Resurrecting this thread to add a few comments after installing these on my '23 JT Mojave with a stock suspension.
  • Having never installed suspension components myself before, this was definitely more of a pain to do than it looked like from all the YouTube yahoos' install videos. The top link that requires a hex key was extremely tight from the factory. I ended up just using the wrench on the nut without the hex key just so I could get it to start moving. Moving the clip rings wasn’t bad. I used a plastic tool for opening split rings for camera straps. A guitar pick would probably work as well.
  • They changed the big nuts that tighten on the clip rings from silver to black. Seems stupid since they now scratch super easy. No big deal since it's all hidden and will get trashed with rocks, etc. over time. It still bothers the OCD part of me, though.
  • The instructions to install them with the wolf logo facing forward works for the driver's side, but it seemed better to install it with the logo facing backward on the passenger side due to the tighter clearance on that side to the fender liner.
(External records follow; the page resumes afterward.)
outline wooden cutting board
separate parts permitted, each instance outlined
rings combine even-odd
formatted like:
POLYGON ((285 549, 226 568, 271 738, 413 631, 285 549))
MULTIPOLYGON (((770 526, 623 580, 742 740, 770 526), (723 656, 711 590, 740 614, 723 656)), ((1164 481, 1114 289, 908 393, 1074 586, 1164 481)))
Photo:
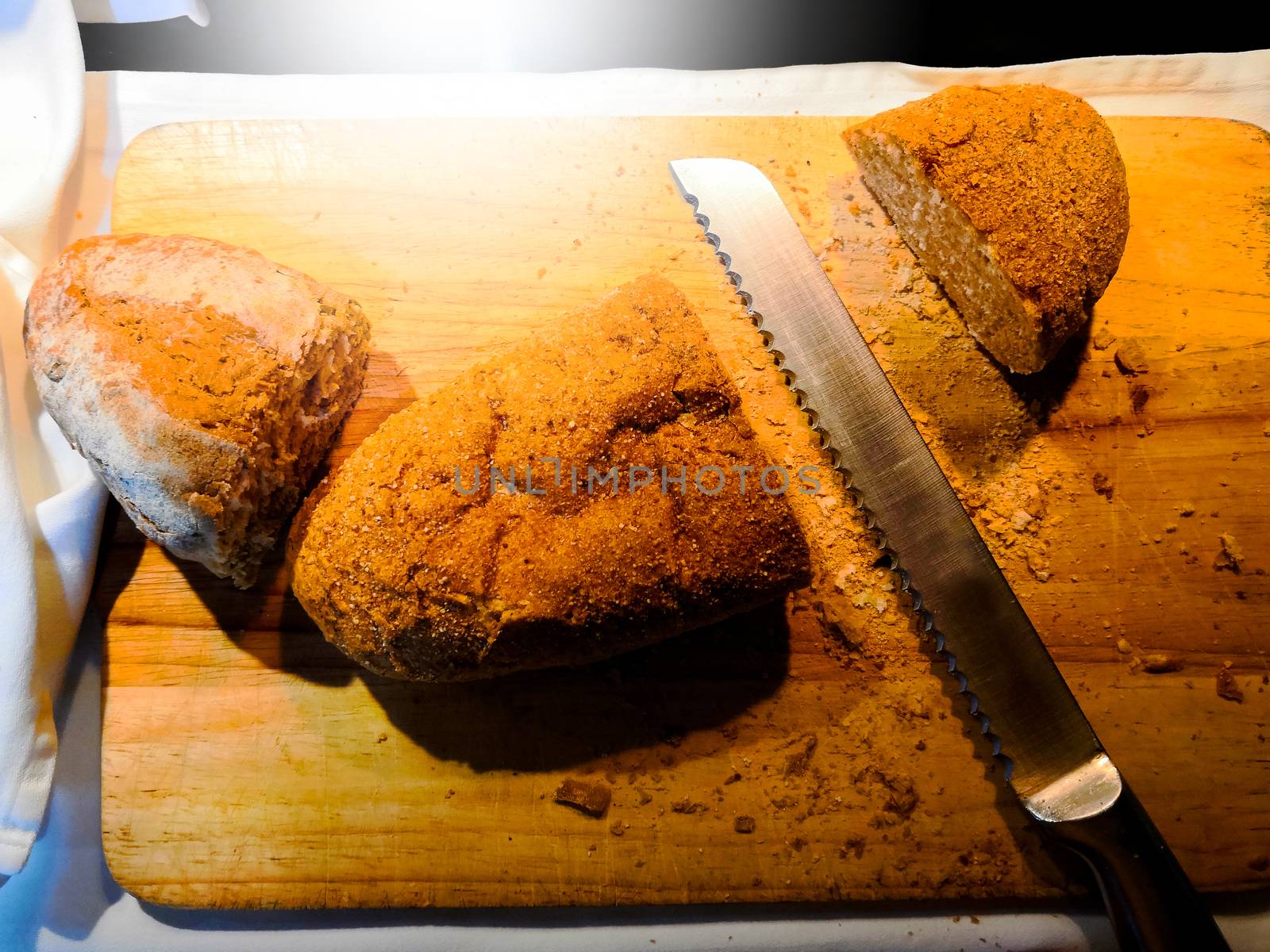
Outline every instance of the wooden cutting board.
MULTIPOLYGON (((127 149, 114 227, 249 245, 363 302, 375 353, 335 462, 471 362, 659 270, 698 307, 767 452, 814 463, 665 171, 682 155, 757 164, 1182 864, 1208 890, 1270 885, 1266 135, 1114 121, 1133 212, 1120 273, 1091 334, 1020 380, 965 336, 861 188, 850 122, 165 126, 127 149), (1242 702, 1218 694, 1226 665, 1242 702)), ((110 869, 192 906, 1072 889, 859 515, 833 486, 795 503, 815 581, 784 607, 461 687, 344 660, 277 560, 236 592, 121 520, 95 590, 110 869), (607 815, 555 803, 565 777, 606 784, 607 815)))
  • Installed on my stock Mojave, they will not reconnect automatically after twisting the knob. I have to manually push down on them to get them to lock. Perhaps they will break in over time, but it seems like the geometry just isn't there for automatic locking on a stock JT. I don't like having to push down on the unit (and won't want to if they're covered in mud), so I use the wood handle of a rubber mallet and leverage it between the frame and sway bar to push the sway bar downward. Maybe it will start reconnecting automatically after some break in.
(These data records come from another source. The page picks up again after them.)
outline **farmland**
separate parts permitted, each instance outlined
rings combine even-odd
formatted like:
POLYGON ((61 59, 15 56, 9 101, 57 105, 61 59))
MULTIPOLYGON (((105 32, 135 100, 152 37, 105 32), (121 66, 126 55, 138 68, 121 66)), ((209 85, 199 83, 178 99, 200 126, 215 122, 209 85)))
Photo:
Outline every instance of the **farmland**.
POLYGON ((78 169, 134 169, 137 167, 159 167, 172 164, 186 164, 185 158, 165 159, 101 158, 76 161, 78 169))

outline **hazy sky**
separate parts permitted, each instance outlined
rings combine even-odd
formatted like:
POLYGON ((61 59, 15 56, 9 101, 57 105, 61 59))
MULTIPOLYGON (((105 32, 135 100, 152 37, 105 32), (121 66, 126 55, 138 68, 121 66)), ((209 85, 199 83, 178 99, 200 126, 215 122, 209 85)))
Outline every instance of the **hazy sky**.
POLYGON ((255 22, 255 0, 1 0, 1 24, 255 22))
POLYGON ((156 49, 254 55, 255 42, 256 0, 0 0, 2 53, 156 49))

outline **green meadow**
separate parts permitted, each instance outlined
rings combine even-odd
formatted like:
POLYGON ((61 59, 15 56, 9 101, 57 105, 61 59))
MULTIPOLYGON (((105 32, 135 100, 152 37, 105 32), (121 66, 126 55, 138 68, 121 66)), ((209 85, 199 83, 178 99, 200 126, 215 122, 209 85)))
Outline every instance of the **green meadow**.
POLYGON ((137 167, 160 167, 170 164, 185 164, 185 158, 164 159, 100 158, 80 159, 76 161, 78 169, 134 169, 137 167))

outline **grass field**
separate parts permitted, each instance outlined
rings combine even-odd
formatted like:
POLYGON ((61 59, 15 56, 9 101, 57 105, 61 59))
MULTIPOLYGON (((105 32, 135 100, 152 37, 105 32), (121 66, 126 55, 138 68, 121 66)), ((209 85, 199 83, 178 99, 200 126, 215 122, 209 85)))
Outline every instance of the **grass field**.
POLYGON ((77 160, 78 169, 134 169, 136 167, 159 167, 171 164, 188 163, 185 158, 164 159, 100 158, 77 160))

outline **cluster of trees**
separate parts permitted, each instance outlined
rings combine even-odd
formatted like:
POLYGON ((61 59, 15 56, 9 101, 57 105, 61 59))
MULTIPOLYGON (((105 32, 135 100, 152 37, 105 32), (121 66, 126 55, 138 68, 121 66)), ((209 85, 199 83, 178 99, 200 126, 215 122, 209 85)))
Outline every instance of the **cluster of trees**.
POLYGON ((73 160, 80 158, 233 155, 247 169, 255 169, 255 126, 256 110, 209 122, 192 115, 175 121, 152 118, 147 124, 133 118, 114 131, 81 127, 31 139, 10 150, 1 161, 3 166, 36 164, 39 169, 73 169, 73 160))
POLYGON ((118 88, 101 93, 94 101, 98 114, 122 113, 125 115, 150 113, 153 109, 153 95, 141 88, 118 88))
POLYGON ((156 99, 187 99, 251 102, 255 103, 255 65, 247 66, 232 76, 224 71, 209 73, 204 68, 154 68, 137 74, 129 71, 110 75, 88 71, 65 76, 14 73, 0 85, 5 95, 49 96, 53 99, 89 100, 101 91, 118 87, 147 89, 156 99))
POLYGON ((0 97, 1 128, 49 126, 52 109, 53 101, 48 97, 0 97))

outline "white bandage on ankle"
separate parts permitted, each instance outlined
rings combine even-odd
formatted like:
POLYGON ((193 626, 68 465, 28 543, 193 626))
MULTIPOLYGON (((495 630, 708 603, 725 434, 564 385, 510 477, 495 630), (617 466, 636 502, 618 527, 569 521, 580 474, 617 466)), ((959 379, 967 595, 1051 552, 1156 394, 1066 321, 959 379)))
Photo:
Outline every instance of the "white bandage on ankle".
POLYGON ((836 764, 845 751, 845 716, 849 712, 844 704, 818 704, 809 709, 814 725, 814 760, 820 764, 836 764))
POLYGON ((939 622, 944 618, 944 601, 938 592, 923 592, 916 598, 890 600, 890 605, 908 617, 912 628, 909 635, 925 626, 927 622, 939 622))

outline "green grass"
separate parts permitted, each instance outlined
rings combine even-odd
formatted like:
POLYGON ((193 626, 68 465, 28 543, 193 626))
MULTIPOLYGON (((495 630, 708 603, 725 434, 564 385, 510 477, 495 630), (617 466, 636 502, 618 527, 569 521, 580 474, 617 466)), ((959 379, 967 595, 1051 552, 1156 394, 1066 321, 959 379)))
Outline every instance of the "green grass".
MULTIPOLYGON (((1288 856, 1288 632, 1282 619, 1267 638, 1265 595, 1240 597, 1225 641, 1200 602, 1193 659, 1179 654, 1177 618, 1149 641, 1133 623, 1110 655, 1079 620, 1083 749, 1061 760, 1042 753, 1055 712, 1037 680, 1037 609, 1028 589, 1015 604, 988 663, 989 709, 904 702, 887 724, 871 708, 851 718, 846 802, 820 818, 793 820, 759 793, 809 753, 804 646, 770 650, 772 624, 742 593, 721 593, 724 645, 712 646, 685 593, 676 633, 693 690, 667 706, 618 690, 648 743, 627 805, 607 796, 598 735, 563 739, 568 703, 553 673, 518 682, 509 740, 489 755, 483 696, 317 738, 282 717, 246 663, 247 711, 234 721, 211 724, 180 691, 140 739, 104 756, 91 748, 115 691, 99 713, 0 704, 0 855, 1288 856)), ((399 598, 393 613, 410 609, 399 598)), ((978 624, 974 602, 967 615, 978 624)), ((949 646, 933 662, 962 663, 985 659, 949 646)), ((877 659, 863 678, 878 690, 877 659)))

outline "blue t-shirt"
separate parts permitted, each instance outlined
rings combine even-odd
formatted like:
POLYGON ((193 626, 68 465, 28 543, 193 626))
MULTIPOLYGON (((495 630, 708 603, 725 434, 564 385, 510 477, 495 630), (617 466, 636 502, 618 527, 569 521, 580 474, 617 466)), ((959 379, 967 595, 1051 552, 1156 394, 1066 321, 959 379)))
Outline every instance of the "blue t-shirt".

My only thought after driving it disconnected now, is it doesn't feel like I remember the Rubicon JL feeling, which was to maintain a completely level hood while the axel drooped all the way down into the fifth circle of hell. Maybe it's the Mojave shocks. But it makes me wonder if still being physically connected to the sway bar when "disconnected" limits movement. Seems like the bushing at the top of the Apex would limit directional movement compared to the sway bar being completely free. I don't know enough about the suspension to know one way or the other.